Fig. 13.Full-screen View

(Color online) Tuning of E₀/U₀, where the estimated values of N’/N₀ are obtained by approximation formula C0, while the simulation results are obtained from ELEGANT.

6 Conclusion

We have presented discussions on RF jitter and TMCI regarding a triple-frequency RF system, and our starting point is to determine whether there is unexpected divergence under this special environment. In terms of a triple-frequency RF system itself, the other two harmonic cavities help to tune the total V(z) and lengthen the original static bucket. Further, the triple system is similar to a conventional bunch-lengthening RF system. As we mentioned in Section 3, there is very little power exchange with the beam except for the fundamental cavities. RF jitter is considered important to stabilize the circular bunch, while it is not as crucial for the injection process. As for the continuous shift of the bunch centroid, an effective method to restrain this shift is to control the amplitude of the RF jitter noise.

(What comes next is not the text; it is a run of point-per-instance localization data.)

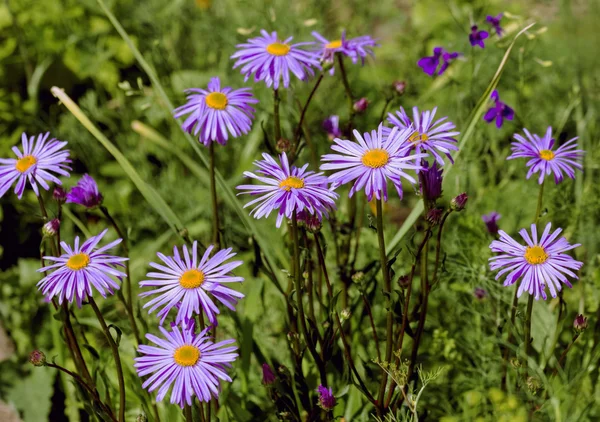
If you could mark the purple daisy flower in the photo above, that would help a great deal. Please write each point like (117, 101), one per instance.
(35, 164)
(435, 138)
(538, 263)
(81, 268)
(495, 22)
(270, 59)
(287, 189)
(543, 159)
(372, 160)
(491, 222)
(85, 193)
(192, 364)
(499, 111)
(430, 64)
(217, 112)
(187, 282)
(476, 36)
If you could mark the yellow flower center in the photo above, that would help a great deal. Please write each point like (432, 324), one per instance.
(278, 49)
(291, 182)
(78, 261)
(24, 163)
(191, 279)
(334, 44)
(375, 158)
(546, 154)
(186, 355)
(216, 100)
(535, 255)
(417, 137)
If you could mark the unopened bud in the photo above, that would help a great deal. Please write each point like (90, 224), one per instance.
(458, 203)
(37, 358)
(361, 105)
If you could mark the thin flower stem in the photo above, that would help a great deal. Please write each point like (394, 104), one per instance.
(213, 196)
(305, 108)
(115, 351)
(387, 291)
(345, 343)
(93, 392)
(127, 282)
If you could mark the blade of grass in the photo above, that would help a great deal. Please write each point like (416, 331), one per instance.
(153, 198)
(225, 192)
(473, 119)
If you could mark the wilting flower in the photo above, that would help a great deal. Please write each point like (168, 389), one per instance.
(326, 398)
(538, 264)
(373, 160)
(543, 159)
(270, 59)
(81, 268)
(428, 136)
(216, 113)
(192, 364)
(491, 222)
(499, 111)
(188, 282)
(431, 181)
(495, 22)
(430, 64)
(35, 164)
(85, 193)
(476, 36)
(268, 375)
(288, 189)
(332, 127)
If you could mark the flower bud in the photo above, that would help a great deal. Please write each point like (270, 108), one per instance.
(37, 358)
(458, 203)
(580, 324)
(361, 105)
(51, 227)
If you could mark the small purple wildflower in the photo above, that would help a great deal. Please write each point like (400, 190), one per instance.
(543, 159)
(539, 264)
(499, 111)
(270, 59)
(476, 36)
(85, 193)
(217, 113)
(495, 22)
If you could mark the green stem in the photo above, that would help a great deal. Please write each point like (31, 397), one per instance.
(115, 351)
(387, 291)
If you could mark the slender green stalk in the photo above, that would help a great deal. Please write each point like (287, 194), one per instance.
(115, 351)
(387, 291)
(213, 197)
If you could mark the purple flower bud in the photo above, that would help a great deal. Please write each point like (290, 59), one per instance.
(59, 194)
(361, 105)
(37, 358)
(491, 222)
(85, 193)
(268, 375)
(580, 323)
(51, 227)
(326, 398)
(458, 203)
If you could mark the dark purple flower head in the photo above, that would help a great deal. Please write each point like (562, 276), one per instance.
(476, 36)
(495, 22)
(85, 193)
(499, 111)
(268, 375)
(431, 181)
(491, 222)
(332, 127)
(326, 398)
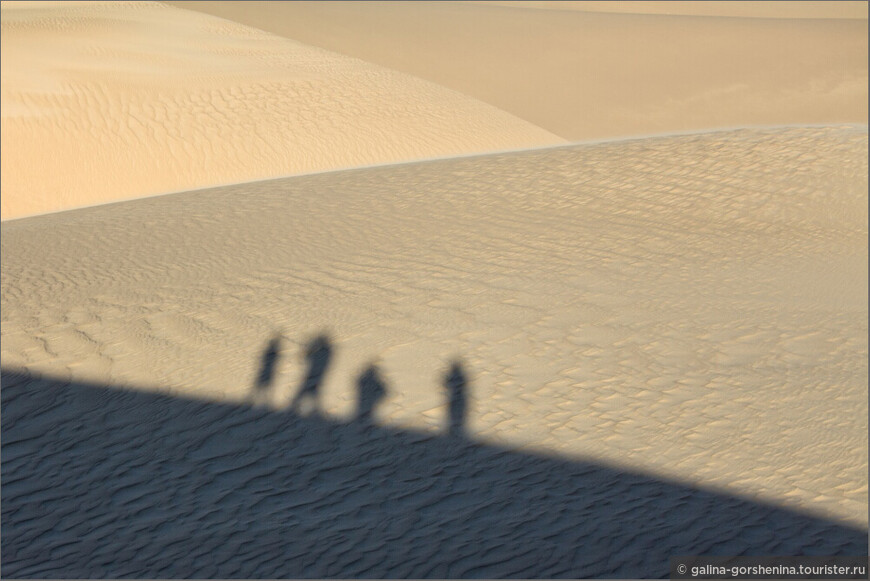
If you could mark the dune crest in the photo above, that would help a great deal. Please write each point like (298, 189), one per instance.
(596, 75)
(687, 306)
(115, 101)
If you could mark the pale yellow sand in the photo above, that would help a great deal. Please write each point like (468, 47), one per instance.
(111, 101)
(663, 341)
(727, 8)
(587, 75)
(694, 307)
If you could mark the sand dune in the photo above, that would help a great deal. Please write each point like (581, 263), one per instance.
(258, 494)
(551, 360)
(590, 75)
(691, 306)
(114, 101)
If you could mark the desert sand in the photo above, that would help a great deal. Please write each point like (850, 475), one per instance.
(112, 102)
(599, 71)
(482, 352)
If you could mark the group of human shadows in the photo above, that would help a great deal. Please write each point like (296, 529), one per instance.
(371, 389)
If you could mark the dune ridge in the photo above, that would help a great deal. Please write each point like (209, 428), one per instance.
(684, 306)
(115, 101)
(593, 75)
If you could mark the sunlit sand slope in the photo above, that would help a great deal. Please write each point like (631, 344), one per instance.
(585, 75)
(112, 101)
(692, 306)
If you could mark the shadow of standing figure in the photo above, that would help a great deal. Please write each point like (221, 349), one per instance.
(456, 383)
(371, 389)
(266, 375)
(317, 355)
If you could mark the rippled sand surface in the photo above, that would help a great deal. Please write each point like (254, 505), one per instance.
(393, 325)
(691, 308)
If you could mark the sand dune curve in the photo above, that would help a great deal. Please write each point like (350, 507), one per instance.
(690, 306)
(113, 101)
(592, 75)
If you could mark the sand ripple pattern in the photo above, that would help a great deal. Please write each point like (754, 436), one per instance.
(693, 307)
(110, 102)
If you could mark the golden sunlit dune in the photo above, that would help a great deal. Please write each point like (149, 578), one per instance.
(335, 289)
(592, 75)
(110, 102)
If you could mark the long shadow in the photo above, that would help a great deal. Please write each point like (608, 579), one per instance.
(261, 392)
(107, 481)
(456, 384)
(318, 354)
(371, 390)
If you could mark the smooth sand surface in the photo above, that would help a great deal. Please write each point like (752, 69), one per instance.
(590, 75)
(115, 101)
(548, 361)
(691, 308)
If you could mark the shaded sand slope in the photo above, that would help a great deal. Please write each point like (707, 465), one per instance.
(105, 481)
(693, 307)
(588, 75)
(113, 101)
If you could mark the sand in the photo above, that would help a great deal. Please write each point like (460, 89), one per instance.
(515, 358)
(607, 71)
(112, 102)
(690, 308)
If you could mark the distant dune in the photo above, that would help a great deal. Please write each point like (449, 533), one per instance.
(444, 289)
(592, 75)
(113, 101)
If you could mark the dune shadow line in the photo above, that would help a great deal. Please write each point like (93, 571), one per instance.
(108, 481)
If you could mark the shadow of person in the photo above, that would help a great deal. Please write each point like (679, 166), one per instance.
(456, 384)
(371, 389)
(317, 355)
(261, 391)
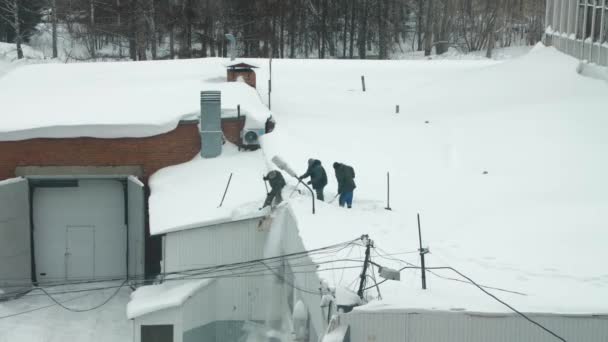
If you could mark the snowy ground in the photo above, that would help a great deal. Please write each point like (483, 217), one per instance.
(121, 99)
(502, 160)
(46, 322)
(534, 223)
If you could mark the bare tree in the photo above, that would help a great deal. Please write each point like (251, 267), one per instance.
(12, 7)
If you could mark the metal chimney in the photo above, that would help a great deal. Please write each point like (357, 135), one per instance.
(232, 41)
(211, 124)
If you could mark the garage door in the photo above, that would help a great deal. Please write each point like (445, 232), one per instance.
(79, 230)
(15, 251)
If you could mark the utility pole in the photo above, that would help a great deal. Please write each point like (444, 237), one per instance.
(368, 245)
(270, 80)
(422, 251)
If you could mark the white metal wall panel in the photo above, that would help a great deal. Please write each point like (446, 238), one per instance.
(15, 252)
(220, 244)
(167, 316)
(465, 327)
(136, 223)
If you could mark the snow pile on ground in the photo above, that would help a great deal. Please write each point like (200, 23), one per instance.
(108, 100)
(188, 195)
(503, 161)
(499, 54)
(169, 294)
(35, 318)
(9, 61)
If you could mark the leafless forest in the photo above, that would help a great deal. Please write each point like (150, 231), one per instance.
(160, 29)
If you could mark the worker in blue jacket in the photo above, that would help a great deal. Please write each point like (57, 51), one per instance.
(318, 177)
(345, 175)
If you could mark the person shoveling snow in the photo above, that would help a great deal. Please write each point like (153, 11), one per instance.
(277, 183)
(318, 177)
(345, 175)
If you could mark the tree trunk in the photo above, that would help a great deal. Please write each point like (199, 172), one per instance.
(363, 31)
(428, 32)
(54, 27)
(172, 40)
(93, 33)
(345, 31)
(17, 24)
(150, 18)
(353, 15)
(419, 24)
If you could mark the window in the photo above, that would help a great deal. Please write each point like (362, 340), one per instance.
(157, 333)
(605, 24)
(590, 19)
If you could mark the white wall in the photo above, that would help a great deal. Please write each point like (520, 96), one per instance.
(98, 204)
(167, 316)
(233, 297)
(469, 327)
(214, 245)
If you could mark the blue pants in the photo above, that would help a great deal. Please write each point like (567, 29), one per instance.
(346, 198)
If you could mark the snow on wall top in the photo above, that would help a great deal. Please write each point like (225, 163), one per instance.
(503, 161)
(108, 100)
(170, 294)
(188, 195)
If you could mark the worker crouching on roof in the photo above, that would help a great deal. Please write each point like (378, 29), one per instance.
(318, 177)
(345, 175)
(277, 183)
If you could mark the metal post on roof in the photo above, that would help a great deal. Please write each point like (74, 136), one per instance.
(422, 251)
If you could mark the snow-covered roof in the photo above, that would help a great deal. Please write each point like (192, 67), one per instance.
(108, 100)
(170, 294)
(188, 195)
(503, 161)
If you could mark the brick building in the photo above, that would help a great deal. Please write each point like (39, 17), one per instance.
(74, 177)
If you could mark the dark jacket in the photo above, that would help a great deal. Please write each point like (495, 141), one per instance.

In terms of the bunch in the environment using a triple-frequency RF system, TMCI is one of the single bunch instabilities, and TMCI’s role is similar in a double-frequency RF system. Furthermore, because of the similar longitudinal distribution in both double- and triple- frequency systems, the basic theoretical framework is still applicable, and by applying the approximation formula C0, the impact of the TMCI on the single bunch current threshold of a triple-frequency system can therefore be reasonably estimated.